В дверь постучали, стражи заглянули. Я поднял руку и махнул им войти. Гаррик стоял между ними. Четвертый Серого посмотрел на меня, на других, а потом будто замкнулся, словно боялся того, что подумают другие.
Я хотел верить, что это была игра. Я хотел, чтобы он был хорошим, просто во власти Серого, как я. Но если я не доверял себе, не мог верить и ему.
И пока я думал об этом, о Лирике и о том, чего я хотел, тень окружила мое сердце, приковала его к стене дыма. Я стал задыхаться, упал из кресла на колени.
Лирика первой прижала ладони к моему лицу, говорила что — то, что я не слышала. В ушах шумело, словно все звуки выкачали, и я слышал только вакуум. Ладони Ридли были на моей спине, он говорил мне что — то сделать. Я не знал, что.
Гаррик был там, глаза были полными страха. Он шагнул вперед, но стражи оттащили его. Тиган хмуро смотрел на мужчину.
— Я в порядке, — прохрипел я, зная, что это была ложь. — Я в порядке.

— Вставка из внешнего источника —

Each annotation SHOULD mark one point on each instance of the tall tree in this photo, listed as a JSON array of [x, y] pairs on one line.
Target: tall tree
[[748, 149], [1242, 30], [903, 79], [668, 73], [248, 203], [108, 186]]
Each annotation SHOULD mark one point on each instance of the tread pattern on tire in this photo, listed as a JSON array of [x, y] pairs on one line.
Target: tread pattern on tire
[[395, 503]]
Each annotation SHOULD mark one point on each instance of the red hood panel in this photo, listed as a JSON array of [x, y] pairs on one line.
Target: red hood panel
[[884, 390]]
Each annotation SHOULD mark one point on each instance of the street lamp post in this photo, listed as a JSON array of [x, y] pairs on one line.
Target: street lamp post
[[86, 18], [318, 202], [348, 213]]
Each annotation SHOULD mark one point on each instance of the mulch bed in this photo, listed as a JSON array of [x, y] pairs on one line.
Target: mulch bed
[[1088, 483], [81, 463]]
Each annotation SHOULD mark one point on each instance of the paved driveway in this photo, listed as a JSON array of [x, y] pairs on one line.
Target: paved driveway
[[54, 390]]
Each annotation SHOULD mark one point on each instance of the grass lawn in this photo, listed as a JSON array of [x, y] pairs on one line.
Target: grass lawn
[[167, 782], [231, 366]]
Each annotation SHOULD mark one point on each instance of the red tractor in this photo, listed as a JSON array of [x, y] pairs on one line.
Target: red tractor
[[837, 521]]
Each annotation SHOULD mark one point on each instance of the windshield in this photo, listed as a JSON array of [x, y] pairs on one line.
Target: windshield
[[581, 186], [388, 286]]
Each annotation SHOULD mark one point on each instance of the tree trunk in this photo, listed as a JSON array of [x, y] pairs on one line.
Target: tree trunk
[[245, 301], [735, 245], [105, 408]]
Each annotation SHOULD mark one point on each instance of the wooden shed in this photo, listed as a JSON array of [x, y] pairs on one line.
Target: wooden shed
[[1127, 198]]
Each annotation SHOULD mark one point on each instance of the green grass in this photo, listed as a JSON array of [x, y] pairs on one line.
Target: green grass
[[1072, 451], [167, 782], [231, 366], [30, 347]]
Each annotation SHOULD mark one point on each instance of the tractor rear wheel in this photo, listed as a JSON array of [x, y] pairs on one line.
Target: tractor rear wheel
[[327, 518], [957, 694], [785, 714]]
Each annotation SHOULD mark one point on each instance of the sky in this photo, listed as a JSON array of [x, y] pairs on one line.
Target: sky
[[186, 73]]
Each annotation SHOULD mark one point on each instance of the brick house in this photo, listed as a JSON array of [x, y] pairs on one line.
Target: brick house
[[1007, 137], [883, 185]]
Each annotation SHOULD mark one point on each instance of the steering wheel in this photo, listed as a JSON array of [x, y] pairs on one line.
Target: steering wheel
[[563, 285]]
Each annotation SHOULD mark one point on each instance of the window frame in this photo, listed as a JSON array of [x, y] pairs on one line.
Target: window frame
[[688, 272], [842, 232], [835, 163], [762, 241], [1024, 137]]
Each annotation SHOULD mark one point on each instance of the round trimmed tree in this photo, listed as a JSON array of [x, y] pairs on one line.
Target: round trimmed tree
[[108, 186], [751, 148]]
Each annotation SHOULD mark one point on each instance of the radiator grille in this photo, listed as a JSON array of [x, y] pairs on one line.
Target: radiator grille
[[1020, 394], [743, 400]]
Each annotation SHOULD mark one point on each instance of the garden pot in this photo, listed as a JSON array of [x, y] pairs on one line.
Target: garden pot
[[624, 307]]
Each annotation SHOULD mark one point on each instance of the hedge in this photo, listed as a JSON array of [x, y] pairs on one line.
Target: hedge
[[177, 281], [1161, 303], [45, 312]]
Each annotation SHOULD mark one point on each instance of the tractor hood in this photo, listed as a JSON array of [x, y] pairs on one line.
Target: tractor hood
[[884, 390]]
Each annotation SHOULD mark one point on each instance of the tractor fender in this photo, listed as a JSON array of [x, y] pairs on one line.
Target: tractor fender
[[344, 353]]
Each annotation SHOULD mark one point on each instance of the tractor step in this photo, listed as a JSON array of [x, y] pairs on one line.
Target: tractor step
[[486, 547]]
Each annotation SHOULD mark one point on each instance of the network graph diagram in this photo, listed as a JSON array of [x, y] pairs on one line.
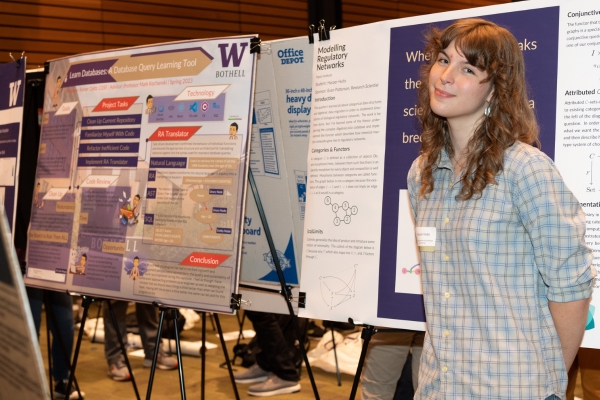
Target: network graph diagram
[[342, 213], [339, 288]]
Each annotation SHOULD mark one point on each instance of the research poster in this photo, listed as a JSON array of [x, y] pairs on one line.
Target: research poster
[[267, 164], [365, 135], [141, 176], [292, 65], [22, 373], [12, 96], [282, 109]]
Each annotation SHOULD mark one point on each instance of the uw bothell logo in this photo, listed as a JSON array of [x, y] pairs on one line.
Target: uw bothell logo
[[291, 56], [232, 55]]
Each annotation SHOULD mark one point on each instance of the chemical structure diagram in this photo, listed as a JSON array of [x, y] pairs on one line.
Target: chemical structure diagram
[[342, 213]]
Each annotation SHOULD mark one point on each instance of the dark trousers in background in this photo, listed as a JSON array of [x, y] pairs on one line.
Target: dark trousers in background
[[147, 317], [277, 342], [62, 306]]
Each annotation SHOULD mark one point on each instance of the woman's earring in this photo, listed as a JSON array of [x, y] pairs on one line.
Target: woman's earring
[[487, 111]]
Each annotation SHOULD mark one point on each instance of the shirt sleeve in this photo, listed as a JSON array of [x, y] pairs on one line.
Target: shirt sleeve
[[555, 222]]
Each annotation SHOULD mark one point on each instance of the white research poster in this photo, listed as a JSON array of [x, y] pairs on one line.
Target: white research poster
[[284, 73], [142, 173], [363, 264]]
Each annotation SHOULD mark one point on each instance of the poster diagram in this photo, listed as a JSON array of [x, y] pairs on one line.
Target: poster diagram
[[140, 187], [339, 288], [342, 213]]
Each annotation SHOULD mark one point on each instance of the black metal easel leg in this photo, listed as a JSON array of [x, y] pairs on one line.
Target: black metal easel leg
[[240, 333], [97, 319], [155, 357], [203, 355], [224, 346], [337, 367], [123, 350], [87, 301], [366, 334], [178, 347], [49, 358], [285, 290], [61, 342]]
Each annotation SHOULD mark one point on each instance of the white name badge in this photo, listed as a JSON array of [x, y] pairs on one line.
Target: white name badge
[[426, 238]]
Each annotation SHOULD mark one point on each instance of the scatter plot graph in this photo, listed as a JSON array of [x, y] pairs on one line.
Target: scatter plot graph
[[413, 270], [343, 213], [339, 288]]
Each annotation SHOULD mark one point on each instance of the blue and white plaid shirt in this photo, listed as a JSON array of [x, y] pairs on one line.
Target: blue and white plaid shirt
[[497, 262]]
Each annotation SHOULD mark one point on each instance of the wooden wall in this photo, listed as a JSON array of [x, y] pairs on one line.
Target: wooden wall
[[48, 29], [358, 12]]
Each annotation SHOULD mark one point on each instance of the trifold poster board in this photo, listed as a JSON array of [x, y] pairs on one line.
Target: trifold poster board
[[142, 173], [359, 256], [21, 371], [281, 122], [12, 96]]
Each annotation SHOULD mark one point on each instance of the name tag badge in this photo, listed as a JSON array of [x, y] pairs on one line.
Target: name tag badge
[[426, 238]]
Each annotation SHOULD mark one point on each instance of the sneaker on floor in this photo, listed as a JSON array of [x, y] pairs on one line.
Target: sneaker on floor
[[119, 372], [163, 361], [253, 374], [61, 388], [273, 386]]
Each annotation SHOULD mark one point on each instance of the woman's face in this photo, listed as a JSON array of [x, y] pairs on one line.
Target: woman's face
[[455, 88]]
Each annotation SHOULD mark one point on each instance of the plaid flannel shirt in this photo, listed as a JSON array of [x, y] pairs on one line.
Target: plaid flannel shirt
[[497, 262]]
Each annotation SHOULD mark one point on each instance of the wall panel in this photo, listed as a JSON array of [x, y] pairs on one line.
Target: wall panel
[[358, 12], [48, 29]]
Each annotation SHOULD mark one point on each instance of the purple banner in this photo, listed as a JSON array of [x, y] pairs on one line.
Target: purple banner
[[109, 147], [107, 162], [168, 162], [12, 85], [168, 110], [537, 32], [9, 140], [105, 120], [45, 251], [88, 73], [109, 134], [56, 146]]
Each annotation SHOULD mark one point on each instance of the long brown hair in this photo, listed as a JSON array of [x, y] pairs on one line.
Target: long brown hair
[[495, 50]]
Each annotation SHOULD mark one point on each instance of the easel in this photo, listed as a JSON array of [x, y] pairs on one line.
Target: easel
[[366, 335], [175, 314], [286, 291], [87, 301]]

Другие не верили мне, и я не винил их. Потому что я не был в порядке. Серый управлял мной — его хватка еще была на мне. И я не мог вырваться.
Мне казалось, что порвать эту связь мог только конец.
Потому что Серый не мог управлять мной, если я не был живым.
И, чтобы спасти Лирику, чтобы спасти свой народ, я пожертвую собой.
Но я надеялся, что это не было ответом.
Глава двадцатая
Лирика
— Ты расскажешь мне, что это было? — спросила я, шагая за Истоном во дворе после оборванного ужина.
Гаррик стоял перед нами, словно хотел помочь Истону. Никто не дал ему коснуться Истона. Мы не доверяли Гаррику, и не знали, могли ли доверять Истону, пока Серый мог прийти за ним. Это могло происходить. Скорее всего. Он повторял, что был в порядке, и я хотела обнять его и сказать, что так и будет, как он говорил. Ложь. Но я не могла. Я просто стояла за ним, пока он смотрел вдаль, ветер трепал его волосы.